With gas, Trump has a lot more to work with. The United States has the world’s fifth-largest gas reserves. And people want it. The International Energy Agency forecasts natural gas demand growth will accelerate in 2026, sending total demand to an all-time high.

In promoting gas, Trump is ignoring the pleas from scientists who say the continued burning of fossil fuels threatens more climate change-fueled disasters. In fact, he’s thwarting efforts to study and reduce the effects of climate change.

Environmentalists say that by encouraging the construction of fossil fuel infrastructure designed to last decades, he is increasing the world’s dependence on them as an energy source.

Trump’s critics question whether his pro-gas policies will even accomplish his goals. Gas alone, they argue, cannot meet all of the nation’s power needs, particularly as data center demand increases.

“Gas just can’t fill some of these gaps,” said Talia Calnek-Sugin, a senior policy advocate at the Natural Resources Defense Council.

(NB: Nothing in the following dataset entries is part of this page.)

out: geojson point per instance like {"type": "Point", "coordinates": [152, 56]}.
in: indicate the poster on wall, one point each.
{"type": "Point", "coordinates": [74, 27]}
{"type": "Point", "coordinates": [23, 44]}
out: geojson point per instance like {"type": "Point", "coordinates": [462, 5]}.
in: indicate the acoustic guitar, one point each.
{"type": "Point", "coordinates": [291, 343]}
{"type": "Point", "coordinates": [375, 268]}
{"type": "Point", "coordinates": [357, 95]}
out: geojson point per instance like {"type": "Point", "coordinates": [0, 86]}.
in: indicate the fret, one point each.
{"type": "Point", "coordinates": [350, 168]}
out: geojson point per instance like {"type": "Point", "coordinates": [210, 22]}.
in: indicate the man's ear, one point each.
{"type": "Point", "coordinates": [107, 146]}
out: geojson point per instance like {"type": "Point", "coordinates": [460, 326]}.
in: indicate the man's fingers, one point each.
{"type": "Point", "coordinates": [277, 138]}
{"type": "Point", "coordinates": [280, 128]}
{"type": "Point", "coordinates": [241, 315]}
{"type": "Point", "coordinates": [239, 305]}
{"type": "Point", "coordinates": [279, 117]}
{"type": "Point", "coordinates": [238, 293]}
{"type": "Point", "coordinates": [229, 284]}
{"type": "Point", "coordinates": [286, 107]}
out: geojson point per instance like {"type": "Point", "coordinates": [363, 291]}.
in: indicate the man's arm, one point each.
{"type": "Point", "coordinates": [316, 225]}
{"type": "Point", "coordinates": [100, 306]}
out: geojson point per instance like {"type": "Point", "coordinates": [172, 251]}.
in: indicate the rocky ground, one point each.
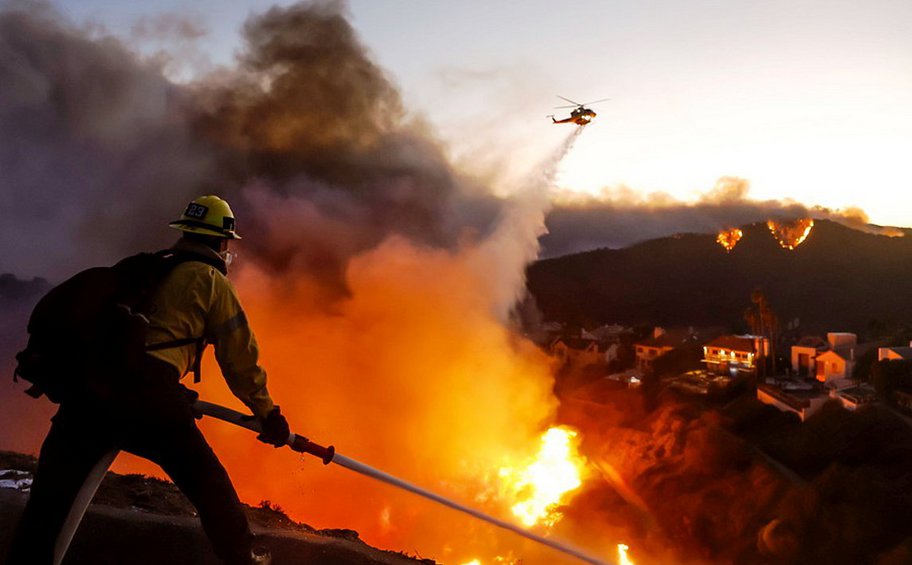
{"type": "Point", "coordinates": [141, 520]}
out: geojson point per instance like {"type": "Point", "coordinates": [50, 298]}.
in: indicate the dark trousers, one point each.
{"type": "Point", "coordinates": [150, 417]}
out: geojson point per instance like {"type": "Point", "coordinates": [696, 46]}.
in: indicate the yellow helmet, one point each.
{"type": "Point", "coordinates": [207, 215]}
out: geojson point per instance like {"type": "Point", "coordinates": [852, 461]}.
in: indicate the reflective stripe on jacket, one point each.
{"type": "Point", "coordinates": [195, 300]}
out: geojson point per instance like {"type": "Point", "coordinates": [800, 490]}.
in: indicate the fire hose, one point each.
{"type": "Point", "coordinates": [328, 455]}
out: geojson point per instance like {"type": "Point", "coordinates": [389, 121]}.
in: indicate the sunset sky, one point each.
{"type": "Point", "coordinates": [808, 100]}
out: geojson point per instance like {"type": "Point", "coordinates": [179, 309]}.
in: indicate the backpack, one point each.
{"type": "Point", "coordinates": [88, 334]}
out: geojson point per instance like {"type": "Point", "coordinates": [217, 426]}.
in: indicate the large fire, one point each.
{"type": "Point", "coordinates": [791, 234]}
{"type": "Point", "coordinates": [540, 487]}
{"type": "Point", "coordinates": [729, 238]}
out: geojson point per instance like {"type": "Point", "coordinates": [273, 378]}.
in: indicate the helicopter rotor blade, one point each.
{"type": "Point", "coordinates": [568, 100]}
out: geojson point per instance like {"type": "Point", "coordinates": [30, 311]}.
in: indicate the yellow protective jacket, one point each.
{"type": "Point", "coordinates": [197, 300]}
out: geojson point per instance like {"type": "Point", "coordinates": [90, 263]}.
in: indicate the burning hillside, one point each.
{"type": "Point", "coordinates": [729, 238]}
{"type": "Point", "coordinates": [378, 279]}
{"type": "Point", "coordinates": [791, 234]}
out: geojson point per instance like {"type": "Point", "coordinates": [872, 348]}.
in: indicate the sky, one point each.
{"type": "Point", "coordinates": [807, 100]}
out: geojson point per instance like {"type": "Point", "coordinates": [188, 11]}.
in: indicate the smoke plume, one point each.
{"type": "Point", "coordinates": [377, 278]}
{"type": "Point", "coordinates": [99, 147]}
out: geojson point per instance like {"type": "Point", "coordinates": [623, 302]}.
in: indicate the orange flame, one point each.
{"type": "Point", "coordinates": [729, 238]}
{"type": "Point", "coordinates": [791, 234]}
{"type": "Point", "coordinates": [541, 486]}
{"type": "Point", "coordinates": [623, 558]}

She said it can take 18 months to build a data center but four times that long to build a gas-fired power plant because of shortages in turbines and workers. Renewable energy would be cheaper and faster, she said.

But if renewables really are cheaper and faster, the Baker Institute’s Medlock said, project developers will turn to them instead of gas. That’s true, he said, even without the renewable subsidies revoked by the Republican megalaw that Trump signed last month.

Next 18 months

Trump has gone beyond simply canceling incentives. His Interior secretary, Doug Burgum, is demanding secretary-level approval for any renewable projects on federal land, an extra layer of bureaucracy that could slow approvals. And an order Burgum issued last week targeted wind and solar, suggesting that no such projects are acceptable for federal land.

And Trump even temporarily halted work on a large wind energy project off the coast of New York amid efforts to push state officials to approve two new gas pipelines.

Oil and gas companies have complained for years about bureaucratic hurdles for energy projects like pipelines. And Trump swiftly took a machete to them upon taking office with a barrage of executive orders and declaration of an energy emergency.

Trump’s return to power has spurred optimism among the companies that build and operate big gas transmission pipelines. Amy Andryszak, CEO of the Interstate Natural Gas Association of America, which represents those companies, said member companies have received “a record number of proactive inquiries” from potential customers in recent months.

“A number of members are already announcing new or revived pipeline projects,” Andryszak said in an emailed statement. She expects more will seek federal approval “over the next 18 months.”

But experts have cautioned that Trump’s administrative moves could backfire and slow projects, if judges determine that his administration let developers skirt environmental laws. Energy advocates say any progress on permitting is temporary and fragile until Congress can pass permanent laws changing the process.

That’s what manufacturers want, said Paul Cicio, president of the Industrial Energy Consumers of America. And he thinks Congress can get it done this year.

“There is an understanding on the part of both parties that our grid is inadequate for the demand,” Cicio said, “whether the demand is for data centers or homeowners or for manufacturers.”

In addition to supporting a streamlined permitting process, Cicio is one of the loudest voices warning about the potential effect of LNG exports on consumer prices. He says more exports mean less supply for customers in the United States. Data centers are another strain.

“We’re concerned that that demand is growing faster than natural gas pipeline capacity,” Cicio said.